Needless to say, this was a colossal gluten-free fail on my part. You guys, I had KIND bars in my cabinet. I still had that awesome jar of almond butter and gluten-free crackers. Instead, I just thought, “Fuck it.” My split decision to allow the Holiday Inn to take care of my dietary needs was not awesome. My kids, however, thought they’d died and gone to heaven when they got Fruit Loops (or is it Froot Loops?) for breakfast. Which they may get again since I’m sitting here waiting for a plumber and I’m getting a bad feeling about this.

But if we wind up back at the inn where one holidays again tonight, I’ll be prepared. And from now on I’m going to bake gluten-free muffins every day as if my very life depended on it. That’s a good takeaway, right?

Top image via Doodletogs

9 thoughts on “What a Real Gluten-Free Emergency Looks Like

  1. Oh, I’m so sorry! What a mess! At least your son is in carb heaven for a few days!

    Clean underwear, too, did you pack any? My son, at 19, was critically injured in an oil field accident in 2004. I was FOLDING my laundry, for god’s sake, when we got the call. I briefly looked at my stack of clean clothes and thought, “I should probably just pick that up and bring it with me” followed quickly by your same idea of “fuck it, we need to get in the car” and out the door I went. I lived about 4 days in those clothes. Then my husband drove 150 miles home and packed a bag for me which ended up containing an odd selection of things from the very back of my closet???? The whole thing was like a bad dream.

  2. Sorry for your plumbing emergency (there are far too many of those in the world; I’m starting to believe there’s something fundamentally unstable about the whole business of pushing pressurized liquids through pipes, but, um, that’s a topic for another rant). Sorrier that Holiday Inn–and, let’s be honest, most every “complimentary breakfast” at most every hotel–sucks for gluten freedom.

  3. ugh, my parents just went through a plumbing emergency too. What a nightmare. I have yet to experience an emergency while being gluten-free but I am starting to think I need to have a gluten-free go bag in my car, purse, work desk, husband’s car, and etc. But gluten-free food goes bad so quickly! GAH

  4. I was just mentioning a plumbing emergency from my past today. It was caused my a moron with no concept of the physical laws that govern life on our planet, and (in a roundabout way) introduced me to the glory that is the Big Cup Reese Peanut Butter Cup.
    What caused your hydraulic explosion?

    • I do love a peanut butter cup.

      Long story short — apparently our pipes are super old and putting in new plants outside made them split wide open.
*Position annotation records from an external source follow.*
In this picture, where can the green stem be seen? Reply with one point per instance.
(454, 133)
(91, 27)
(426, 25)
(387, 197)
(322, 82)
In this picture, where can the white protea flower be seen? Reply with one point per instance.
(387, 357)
Or as the plumber said, “Walking lightly on the soil would have made them split wide open.” This, of course, was nothing we were informed of when we had the entire house inspected last year before we bought it.

      Yes, to wildsprouts, my kids loaded up on carbs and were begging me to go back to the hotel tonight. In fact, my son asked, “Can this be our new house?” Some people have pretty weak standards for luxury, it appears. Thank god.
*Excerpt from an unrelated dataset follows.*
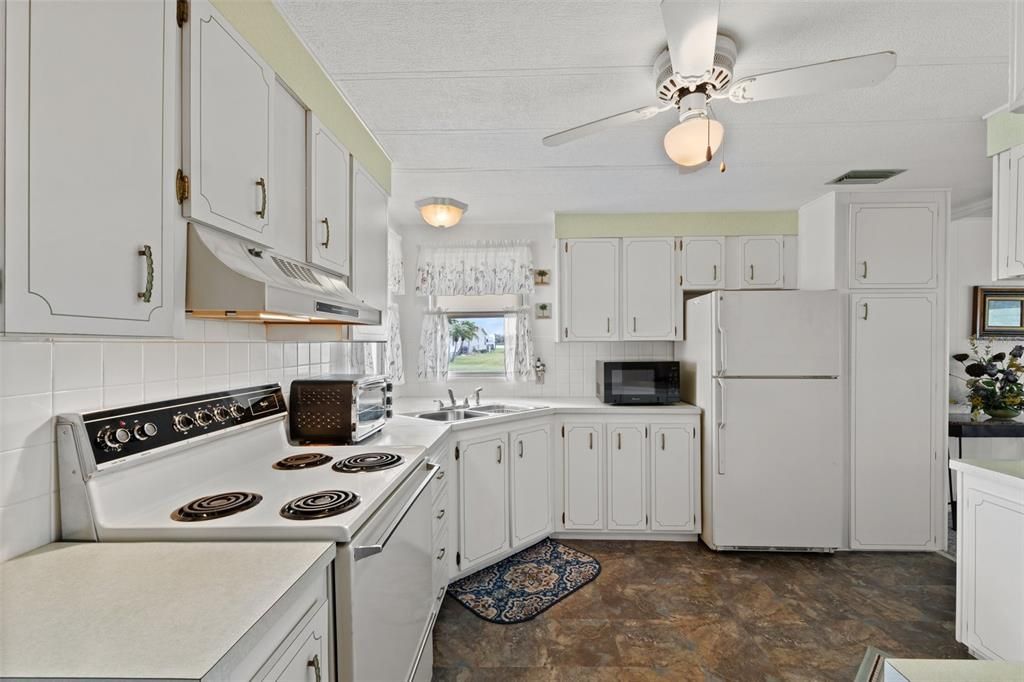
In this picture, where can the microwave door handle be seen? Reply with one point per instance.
(364, 551)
  5. A gluten free go-bag? This is a genius concept and I need to create one, immediately! The other day I was rushing in the morning and didn’t have time for much breakfast, so I ate a GF lemon bar in the car (just super filling) on the way to work. Then, work was so chaotic I had to skip lunch. So by 6:00 pm when I realized I had to stop at the grocery store on the way home, I was like some kind of flesh-eating zombie, except I wanted cake, not flesh. I couldn’t think clearly but finally settled on some salted cashews and ate the whole can on the way home (not a calorie or fat-wise choice). A little advance planning could have prevented this cashew tragedy! Does not even compare to your plumbing nightmare… but we both learned the world does not make living on the fly easy for the celiac.
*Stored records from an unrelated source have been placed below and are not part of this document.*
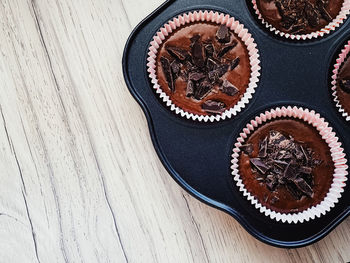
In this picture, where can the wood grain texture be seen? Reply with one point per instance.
(80, 180)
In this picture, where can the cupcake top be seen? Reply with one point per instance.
(204, 68)
(299, 17)
(286, 165)
(343, 85)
  6. Holiday Inns are *horrible* for gluten-free options. (Either that or I’ve stayed at all the wrong ones .) I had a promising moment at one; the chef happened to be at the front desk when I asked about GF, and he was very knowledgeable and had good suggestions. Of course, he was gone by the time we went to the restaurant, and our server acted as if she had never heard the word “celiac” – much less “gluten” – before. Argh. We went to Target for a GoPicnic instead. Hate %^* Holiday Inn.